Description
pretty-format-json
modifies floating point numbers that have too many digits of precision.
Background
I have to work with JSON files that may be generated by non-python programs. These files, for whatever reason, have numbers that have up to 16 digits after the decimal place.
(It's absurd, really. The people taking these measurements are somehow able to measure 0.1μHz on a 10GHz scale?? Yeah, they're saving values like 5.9257052820783001 GHz
. Someone needs to teach them about significant figures... but that's beside the point.
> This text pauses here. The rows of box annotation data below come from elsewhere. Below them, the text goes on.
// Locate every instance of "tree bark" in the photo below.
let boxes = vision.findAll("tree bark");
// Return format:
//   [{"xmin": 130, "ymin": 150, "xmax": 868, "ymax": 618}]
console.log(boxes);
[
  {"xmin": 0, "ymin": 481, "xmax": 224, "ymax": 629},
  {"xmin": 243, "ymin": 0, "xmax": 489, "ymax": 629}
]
The point is I have to deal with this data 😒)
Steps to Reproduce
- Create the following json file:
{"foo": 4.4257052820783003}
- Run pretty-format-json on it.
Expected Output:
{
"foo": 4.4257052820783003
}
Actual Output:
{
"foo": 4.4257052820783
}
The diff from expected is:
{
- "foo": 4.4257052820783003
+ "foo": 4.4257052820783
}
Version Info
- pre-commit: 2.19.0
- pre-commit-hooks: v4.2.0
- Python: 3.8.8
- OS: Debian 11
Discussion
This might be something that has to be fixed within the python builtin json
package. A custom JSON encoder/decoder that wraps things using decimal.Decimal
might work too.
I've created a test case for this. See my high-precision-numbers branch or the diff.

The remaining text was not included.